"We've gone from a complacent situation to a too-competitive situation. There must be some middle ground." .

So said a certain David Bucknall back in 1993 while discussing how fees were free falling. Bucknall might as well have been speaking in February 2006, but for different reasons

Back in the dark days of the early 90s companies were undercutting simply to survive the recession. Now it seems that despite healthy workloads the unfettered market is driving fees down. Couple that with soaring staff wages and a lack of middle management caused by the last recession, and talk of the profession sitting on a timebomb (low fees, poor investment in training) from some in the sector is not as melodramatic as it first sounds.

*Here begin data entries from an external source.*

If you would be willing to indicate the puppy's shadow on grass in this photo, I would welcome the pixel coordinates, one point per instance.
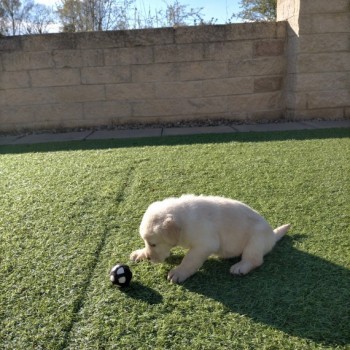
(298, 293)
(141, 292)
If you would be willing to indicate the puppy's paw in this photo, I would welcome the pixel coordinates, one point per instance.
(177, 275)
(241, 268)
(138, 255)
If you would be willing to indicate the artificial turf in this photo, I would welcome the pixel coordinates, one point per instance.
(70, 211)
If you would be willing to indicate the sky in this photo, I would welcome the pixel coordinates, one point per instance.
(218, 9)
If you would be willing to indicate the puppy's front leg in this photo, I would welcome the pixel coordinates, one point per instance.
(190, 264)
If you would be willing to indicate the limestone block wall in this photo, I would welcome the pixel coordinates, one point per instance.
(90, 79)
(297, 68)
(318, 51)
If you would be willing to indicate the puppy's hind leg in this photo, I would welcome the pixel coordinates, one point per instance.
(252, 257)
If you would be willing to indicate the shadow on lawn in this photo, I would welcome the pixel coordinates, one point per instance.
(178, 140)
(141, 292)
(300, 294)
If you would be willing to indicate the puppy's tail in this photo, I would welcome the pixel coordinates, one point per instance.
(281, 231)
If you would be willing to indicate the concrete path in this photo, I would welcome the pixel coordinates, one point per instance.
(154, 132)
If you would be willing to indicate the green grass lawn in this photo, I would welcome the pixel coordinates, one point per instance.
(69, 212)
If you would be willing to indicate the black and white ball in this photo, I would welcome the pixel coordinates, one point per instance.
(120, 275)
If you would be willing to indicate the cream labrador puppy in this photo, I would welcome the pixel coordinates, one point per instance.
(206, 226)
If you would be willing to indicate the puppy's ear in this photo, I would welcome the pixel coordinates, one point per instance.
(171, 230)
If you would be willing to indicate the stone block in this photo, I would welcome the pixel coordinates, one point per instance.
(154, 73)
(23, 116)
(179, 107)
(137, 91)
(202, 70)
(58, 41)
(78, 58)
(179, 53)
(129, 55)
(266, 48)
(321, 43)
(105, 75)
(14, 80)
(106, 110)
(255, 102)
(55, 77)
(47, 95)
(323, 62)
(328, 99)
(188, 89)
(10, 43)
(268, 84)
(228, 50)
(19, 60)
(275, 65)
(329, 23)
(227, 86)
(199, 34)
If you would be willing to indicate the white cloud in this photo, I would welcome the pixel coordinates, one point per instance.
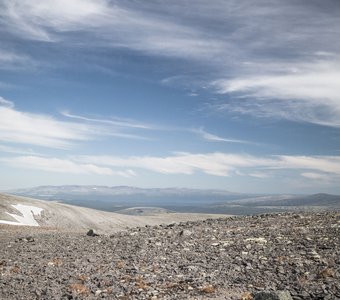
(317, 176)
(6, 103)
(42, 130)
(47, 131)
(55, 165)
(221, 164)
(115, 121)
(310, 93)
(215, 138)
(112, 25)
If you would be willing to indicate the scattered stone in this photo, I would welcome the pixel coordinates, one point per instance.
(92, 232)
(219, 259)
(277, 295)
(185, 232)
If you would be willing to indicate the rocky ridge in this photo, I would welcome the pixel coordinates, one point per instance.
(228, 258)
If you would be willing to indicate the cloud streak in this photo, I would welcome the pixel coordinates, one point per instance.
(221, 164)
(46, 131)
(308, 94)
(55, 165)
(215, 138)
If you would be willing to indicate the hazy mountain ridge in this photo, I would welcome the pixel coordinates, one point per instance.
(69, 217)
(120, 198)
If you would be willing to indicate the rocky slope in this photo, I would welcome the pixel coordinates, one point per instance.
(227, 258)
(64, 216)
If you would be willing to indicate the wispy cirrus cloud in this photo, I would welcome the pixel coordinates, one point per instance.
(114, 121)
(309, 93)
(6, 103)
(113, 25)
(55, 165)
(221, 164)
(215, 138)
(47, 131)
(62, 165)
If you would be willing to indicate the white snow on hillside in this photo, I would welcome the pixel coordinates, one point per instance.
(28, 212)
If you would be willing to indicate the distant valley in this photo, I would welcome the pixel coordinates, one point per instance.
(124, 198)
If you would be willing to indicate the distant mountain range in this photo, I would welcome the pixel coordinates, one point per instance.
(118, 198)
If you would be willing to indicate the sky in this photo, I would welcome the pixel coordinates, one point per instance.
(240, 95)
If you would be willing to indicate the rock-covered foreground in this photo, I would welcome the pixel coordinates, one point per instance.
(232, 258)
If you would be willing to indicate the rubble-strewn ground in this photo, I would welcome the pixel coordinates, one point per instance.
(226, 258)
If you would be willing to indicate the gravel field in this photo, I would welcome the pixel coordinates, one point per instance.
(227, 258)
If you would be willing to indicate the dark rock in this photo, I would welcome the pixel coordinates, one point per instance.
(91, 232)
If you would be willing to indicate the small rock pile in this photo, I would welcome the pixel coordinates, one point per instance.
(273, 256)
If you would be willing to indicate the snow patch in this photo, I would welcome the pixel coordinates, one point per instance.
(28, 212)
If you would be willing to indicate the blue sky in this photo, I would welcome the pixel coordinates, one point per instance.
(236, 95)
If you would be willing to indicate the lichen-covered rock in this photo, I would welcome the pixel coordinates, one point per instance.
(232, 258)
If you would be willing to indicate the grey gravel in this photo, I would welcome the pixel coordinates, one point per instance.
(292, 256)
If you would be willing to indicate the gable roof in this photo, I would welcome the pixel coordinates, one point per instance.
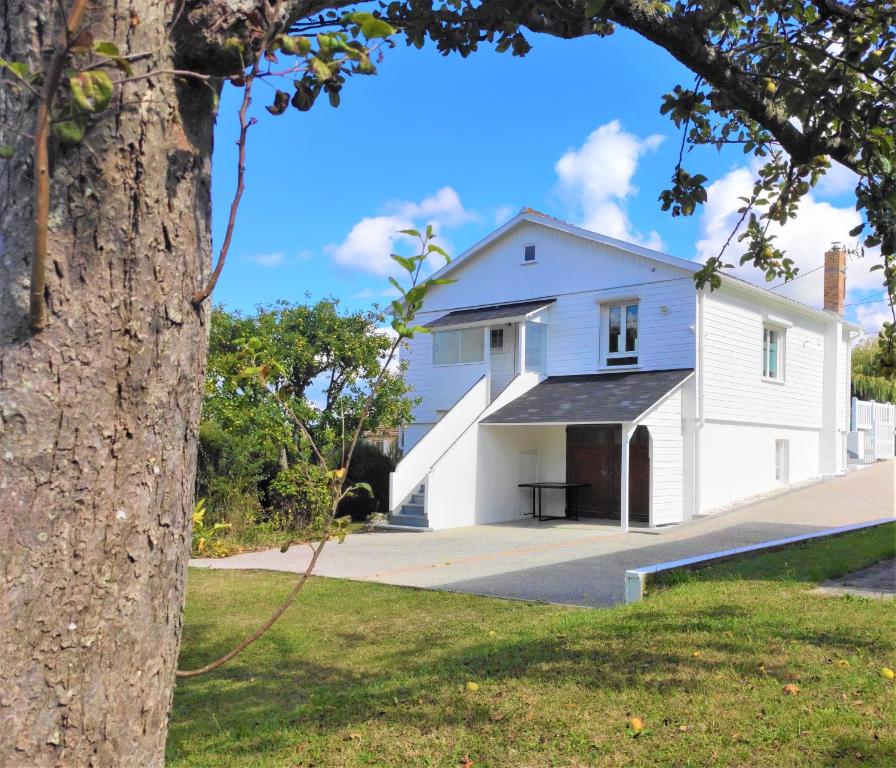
(594, 398)
(530, 215)
(542, 219)
(514, 310)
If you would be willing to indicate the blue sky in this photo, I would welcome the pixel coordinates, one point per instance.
(573, 129)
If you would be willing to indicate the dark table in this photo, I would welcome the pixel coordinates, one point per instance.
(570, 510)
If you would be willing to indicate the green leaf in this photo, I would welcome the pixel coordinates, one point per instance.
(106, 48)
(374, 28)
(408, 263)
(281, 102)
(91, 91)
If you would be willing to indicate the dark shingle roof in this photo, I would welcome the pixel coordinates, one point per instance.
(495, 312)
(600, 397)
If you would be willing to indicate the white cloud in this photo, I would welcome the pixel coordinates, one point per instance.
(369, 242)
(837, 181)
(871, 316)
(503, 214)
(805, 239)
(268, 259)
(389, 292)
(596, 180)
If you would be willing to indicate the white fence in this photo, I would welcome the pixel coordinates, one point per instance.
(872, 430)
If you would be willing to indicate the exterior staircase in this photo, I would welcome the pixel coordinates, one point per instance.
(412, 515)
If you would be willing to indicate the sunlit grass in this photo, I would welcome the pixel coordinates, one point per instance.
(369, 675)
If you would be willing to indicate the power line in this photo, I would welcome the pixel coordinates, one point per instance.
(801, 274)
(867, 300)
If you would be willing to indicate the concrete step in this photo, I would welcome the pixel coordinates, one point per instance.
(415, 521)
(406, 528)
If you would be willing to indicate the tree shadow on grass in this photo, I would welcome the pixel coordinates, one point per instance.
(413, 682)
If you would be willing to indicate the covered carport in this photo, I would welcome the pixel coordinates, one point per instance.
(625, 439)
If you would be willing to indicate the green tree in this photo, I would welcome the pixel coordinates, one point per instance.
(798, 84)
(108, 113)
(869, 381)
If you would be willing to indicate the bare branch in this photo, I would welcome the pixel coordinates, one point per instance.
(37, 313)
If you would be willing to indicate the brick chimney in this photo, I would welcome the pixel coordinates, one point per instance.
(835, 278)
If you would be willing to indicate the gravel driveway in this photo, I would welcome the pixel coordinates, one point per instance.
(577, 563)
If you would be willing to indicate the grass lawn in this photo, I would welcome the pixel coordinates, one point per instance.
(368, 675)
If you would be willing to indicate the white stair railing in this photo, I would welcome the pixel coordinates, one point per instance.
(411, 471)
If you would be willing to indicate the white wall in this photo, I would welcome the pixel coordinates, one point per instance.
(411, 471)
(439, 386)
(579, 273)
(667, 481)
(738, 460)
(732, 358)
(502, 363)
(453, 495)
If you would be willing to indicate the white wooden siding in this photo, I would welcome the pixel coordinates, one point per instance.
(438, 386)
(503, 364)
(666, 461)
(734, 389)
(564, 263)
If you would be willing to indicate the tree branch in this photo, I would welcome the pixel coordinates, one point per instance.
(37, 313)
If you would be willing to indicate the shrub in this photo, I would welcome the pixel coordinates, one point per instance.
(300, 497)
(369, 465)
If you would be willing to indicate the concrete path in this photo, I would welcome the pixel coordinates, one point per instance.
(577, 563)
(878, 581)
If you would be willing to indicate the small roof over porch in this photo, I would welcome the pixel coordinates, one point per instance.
(515, 311)
(598, 398)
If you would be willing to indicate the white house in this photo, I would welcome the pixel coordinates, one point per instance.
(562, 356)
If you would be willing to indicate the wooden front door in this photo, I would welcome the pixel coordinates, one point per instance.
(594, 455)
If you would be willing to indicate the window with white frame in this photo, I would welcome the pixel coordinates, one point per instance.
(466, 345)
(621, 340)
(536, 346)
(772, 353)
(782, 461)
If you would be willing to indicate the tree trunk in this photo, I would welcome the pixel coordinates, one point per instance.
(99, 411)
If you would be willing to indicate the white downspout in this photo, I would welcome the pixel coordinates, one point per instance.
(700, 415)
(628, 429)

One can therefore understand Steve Barker's call for a return to fee scales . It's probably an unrealistic aim, especially when the Office of Fair Trading is taking particular interest in any sniff of a cartel in our sector at the moment, but surely an attempt at finding Bucknall's middle ground would be valuable. As one leading QS pointed out to me this week: "It's gone from the cosy Victorianism of scales to 37 companies haggling over an OJEU process." It has created a polarised market, with the big firms able to push fee levels to somewhere near the 1-2% level and medium and small firms beating a path to specialise in particular sectors that have enlightened clients, or offering different services.

Part of the problem is measuring just what the profession does at present. Many firms have not completed a bill of quantities for years, hence the avoidance of the actual QS tag by major firms (check all their websites, not a mention of quantity surveying). If the profession can be clear what service it is actually offering we would have made a significant step.